Globalisation is receding as protectionism and trade wars undermine growth, while the lingering effects of a fiscal and sovereign debt crisis are fuelling resentment against immigration in Europe. Writes Dr. Hippolyte Fofack.
The power of globalisation as an engine for peace and prosperity is increasingly challenged, especially as more countries move away from the rules-based framework that has governed international trade for decades and resort to trade wars to address structural current account deficits. Whether one assesses it from the standpoint of global political integration and stability, or from the standpoint of global trade and capital flows, globalisation is receding. The increase in the free movement of goods, services, capital, and labour witnessed during the third wave of globalisation, which started in the 1980s and culminated in the rise of global value chains, is no longer happening in a uniform manner.
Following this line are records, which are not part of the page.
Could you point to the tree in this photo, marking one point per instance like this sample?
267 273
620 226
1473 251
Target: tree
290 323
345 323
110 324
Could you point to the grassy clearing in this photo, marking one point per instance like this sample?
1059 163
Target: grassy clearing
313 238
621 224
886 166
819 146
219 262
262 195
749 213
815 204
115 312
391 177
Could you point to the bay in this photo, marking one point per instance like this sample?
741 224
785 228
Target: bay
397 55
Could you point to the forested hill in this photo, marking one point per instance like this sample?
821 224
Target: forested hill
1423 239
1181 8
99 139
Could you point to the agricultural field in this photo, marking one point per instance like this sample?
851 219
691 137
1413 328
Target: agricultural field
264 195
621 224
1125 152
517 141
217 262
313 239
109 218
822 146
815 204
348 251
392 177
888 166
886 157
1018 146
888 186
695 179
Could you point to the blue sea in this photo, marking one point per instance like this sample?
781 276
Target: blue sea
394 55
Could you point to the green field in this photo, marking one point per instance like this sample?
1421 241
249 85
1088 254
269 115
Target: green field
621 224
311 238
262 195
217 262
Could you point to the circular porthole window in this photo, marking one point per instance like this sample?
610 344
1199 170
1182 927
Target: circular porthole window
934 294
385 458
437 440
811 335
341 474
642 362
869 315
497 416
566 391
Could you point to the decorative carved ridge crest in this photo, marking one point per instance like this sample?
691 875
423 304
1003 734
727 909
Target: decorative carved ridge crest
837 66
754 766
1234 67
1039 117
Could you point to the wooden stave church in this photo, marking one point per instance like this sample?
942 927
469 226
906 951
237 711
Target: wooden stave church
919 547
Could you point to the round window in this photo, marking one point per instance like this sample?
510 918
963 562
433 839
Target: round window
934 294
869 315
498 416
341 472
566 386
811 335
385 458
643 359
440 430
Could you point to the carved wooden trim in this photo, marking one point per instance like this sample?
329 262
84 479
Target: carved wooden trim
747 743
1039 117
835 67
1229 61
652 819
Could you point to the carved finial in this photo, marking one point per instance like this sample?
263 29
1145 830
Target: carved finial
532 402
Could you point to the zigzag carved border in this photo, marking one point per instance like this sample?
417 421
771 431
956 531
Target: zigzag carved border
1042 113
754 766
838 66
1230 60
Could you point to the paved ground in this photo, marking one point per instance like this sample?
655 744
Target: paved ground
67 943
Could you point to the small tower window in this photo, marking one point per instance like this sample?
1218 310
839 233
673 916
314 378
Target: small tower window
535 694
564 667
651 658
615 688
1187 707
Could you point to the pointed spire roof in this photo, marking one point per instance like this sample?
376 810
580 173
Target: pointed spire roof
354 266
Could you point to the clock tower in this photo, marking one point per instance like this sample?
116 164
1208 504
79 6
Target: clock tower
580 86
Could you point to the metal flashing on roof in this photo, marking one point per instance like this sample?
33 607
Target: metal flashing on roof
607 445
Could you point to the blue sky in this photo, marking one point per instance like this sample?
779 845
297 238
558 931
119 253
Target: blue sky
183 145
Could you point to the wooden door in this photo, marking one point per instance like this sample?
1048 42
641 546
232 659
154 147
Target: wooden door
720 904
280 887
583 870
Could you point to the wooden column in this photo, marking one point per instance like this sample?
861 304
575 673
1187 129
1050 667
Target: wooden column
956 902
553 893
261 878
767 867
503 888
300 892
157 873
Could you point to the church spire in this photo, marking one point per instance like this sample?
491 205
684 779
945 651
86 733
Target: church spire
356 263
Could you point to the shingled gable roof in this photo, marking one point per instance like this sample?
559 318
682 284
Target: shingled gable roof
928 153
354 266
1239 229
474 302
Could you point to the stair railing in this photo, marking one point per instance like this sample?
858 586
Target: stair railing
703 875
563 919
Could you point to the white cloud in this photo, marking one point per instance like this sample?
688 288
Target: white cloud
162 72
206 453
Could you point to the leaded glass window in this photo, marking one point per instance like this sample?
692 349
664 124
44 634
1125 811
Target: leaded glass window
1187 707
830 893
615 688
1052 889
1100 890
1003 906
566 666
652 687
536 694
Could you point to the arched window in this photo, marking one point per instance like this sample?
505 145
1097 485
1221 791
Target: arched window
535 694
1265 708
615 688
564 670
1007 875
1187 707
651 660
Insular aspirations are taking a toll on global growth and trade. First, creeping protectionism and outright trade wars are exacerbating global volatility and uncertainty. This is undermining the growth momentum and synchronised global expansion that emerged after the deceleration triggered by the end of the commodity super-cycle in 2014. Despite the slight recovery witnessed last year, global trade is still significantly below the high of $37.8 trillion recorded before the end of the commodity super-cycle when resilient global demand sustained a strong rally in commodity markets. Likewise, African trade – which rebounded in 2017, growing by more than 10% to $820bn after contracting by more than 12% the year before – is still significantly below the historical record achieved by the region in 2011, when its total trade (both extra- and intra-African) exceeded the threshold of $1 trillion.
Flows of foreign direct investment (FDI), which is highly correlated with trade, also have diminished because of the headwinds of increased global volatility. Global FDI fell by 23% to $1.43 trillion in 2017. In line with global trends, FDI flows to Africa continued their downward slide. This happened even though the region has been a historical laggard in the global distribution of FDI, consistently receiving the least of any region, including other developing regions. In 2017, FDI flows to Africa fell by 21% to $42bn, compared with $476bn for Asia and $151 for Latin America and Caribbean. The headwinds of global volatility are also affecting the trajectory of global growth. The earlier 2018 IMF’s global growth forecast called for strong and broad-based growth; the latest revision lowers growth projections not only in the Euro area, but also in a few leading emerging market economies.
Perhaps the downward revision reflects the increasing uncertainty associated with trade wars and their inherent risk of disrupting supply chains. Most recent indicators on the dynamics of trade and growth suggest that these developments are shifting the balance of risks further to the downside, and in the process, affecting investment decisions and prompting either a reversal in capital flows, or a reduction in capital inflows to developing economies. In the medium term, the normalisation of monetary policy that is steadily bringing the era of accommodative financial conditions to an end could further exacerbate these risks, especially as interest rate spreads between emerging market debt and US treasuries become less attractive for investors.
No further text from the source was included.